The guidelines, which would not be ready until March, were needed now, she said.

"In the meantime tenants, landlords, lawyers are left with a bit of a black hole in terms of what is safe, what is unsafe in terms of contamination and how tests should be carried out," she said.

"Because there are differences in terms of methodology from different testers, what should be done for remediation - there is suspicion over some testers that are involved in remediation as well that they have their own agenda in terms of drumming up extra remediation work.

"So we really cannot get these guidelines soon enough to address that black hole that we have at the moment."

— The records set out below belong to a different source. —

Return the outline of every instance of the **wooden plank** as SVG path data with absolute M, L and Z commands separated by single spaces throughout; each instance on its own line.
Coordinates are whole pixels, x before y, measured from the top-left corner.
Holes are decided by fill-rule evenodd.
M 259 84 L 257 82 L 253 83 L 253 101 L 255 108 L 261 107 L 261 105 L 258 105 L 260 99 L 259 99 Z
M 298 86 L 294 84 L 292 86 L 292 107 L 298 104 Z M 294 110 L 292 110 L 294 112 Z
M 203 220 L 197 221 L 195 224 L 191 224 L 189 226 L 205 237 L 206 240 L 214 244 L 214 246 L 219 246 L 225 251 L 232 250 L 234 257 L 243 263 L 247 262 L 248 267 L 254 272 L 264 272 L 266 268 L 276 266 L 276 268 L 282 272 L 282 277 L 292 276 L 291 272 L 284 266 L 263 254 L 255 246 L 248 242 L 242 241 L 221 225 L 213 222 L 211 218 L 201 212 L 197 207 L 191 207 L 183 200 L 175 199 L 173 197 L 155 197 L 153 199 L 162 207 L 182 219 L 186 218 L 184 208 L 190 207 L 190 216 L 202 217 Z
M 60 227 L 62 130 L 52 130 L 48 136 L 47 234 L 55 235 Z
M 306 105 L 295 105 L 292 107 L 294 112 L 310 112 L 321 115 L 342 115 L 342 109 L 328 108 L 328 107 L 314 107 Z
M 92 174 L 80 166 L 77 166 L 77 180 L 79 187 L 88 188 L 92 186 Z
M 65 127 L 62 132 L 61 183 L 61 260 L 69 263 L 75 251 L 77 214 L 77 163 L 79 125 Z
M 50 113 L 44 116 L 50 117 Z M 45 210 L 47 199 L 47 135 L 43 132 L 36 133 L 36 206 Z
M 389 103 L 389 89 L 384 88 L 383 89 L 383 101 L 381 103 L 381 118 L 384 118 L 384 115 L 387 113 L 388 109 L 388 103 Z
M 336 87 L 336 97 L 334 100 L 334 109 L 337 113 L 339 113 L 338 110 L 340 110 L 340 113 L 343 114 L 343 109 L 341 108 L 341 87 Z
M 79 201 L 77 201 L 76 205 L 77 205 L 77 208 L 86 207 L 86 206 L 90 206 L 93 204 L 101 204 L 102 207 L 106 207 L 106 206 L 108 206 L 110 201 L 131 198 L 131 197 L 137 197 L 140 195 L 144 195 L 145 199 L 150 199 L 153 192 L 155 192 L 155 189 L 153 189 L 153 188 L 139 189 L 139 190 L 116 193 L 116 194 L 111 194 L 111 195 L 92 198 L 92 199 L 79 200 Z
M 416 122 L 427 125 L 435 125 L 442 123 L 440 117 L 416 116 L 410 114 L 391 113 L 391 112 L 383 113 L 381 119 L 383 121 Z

Recent Tenancy Tribunal decisions have awarded massive clean-up cost compensation to Housing New Zealand tenants because tiny traces of the drug have been detected.

But Ms Pidgeon said the Tribunal's decisions were inconsistent.

"One of the issues with the Tenancy Tribunal is there isn't much communication between different people within the Tribunal.

"Without education and training for Tribunal adjudicators they may not be aware of how the standards are supposed to work."

The Ministry of Health has repeatedly refused to make anyone available for an interview on its meth lab decontamination guidelines.

Ms Pidgeon said the ministry needed to clarify whether the guidelines were being misused.

Green MP Marama Davidson said people's lives were being ruined by the Ministry's silence.

"Until we get these standards sorted out they need to be clear ... I think this is incredibly irresponsible, what seems like a cowboy industry is running loose."

National Party MP Andrew Bayly agreed there needed to be standardisation of meth testing in New Zealand and more appropriate testing guidelines.

He was hopeful the government would adopt a bill he proposed which, he said, would also lead to a fairer relationship between tenants and landlords when it came to meth testing and contamination.

"The first bit is about protecting the obligations of the landlord - what that allows is for a landlord to be able to enter their property, with sufficient notice, and do testing," Mr Bayly said.

Mr Bayly said at the moment a landlord could take a real estate agent into a property but not a meth tester.

"On the other side, what it says, is if a landlord does test a house and finds it exceeds the minimum threshold, he or she must disclose that information to the tenant."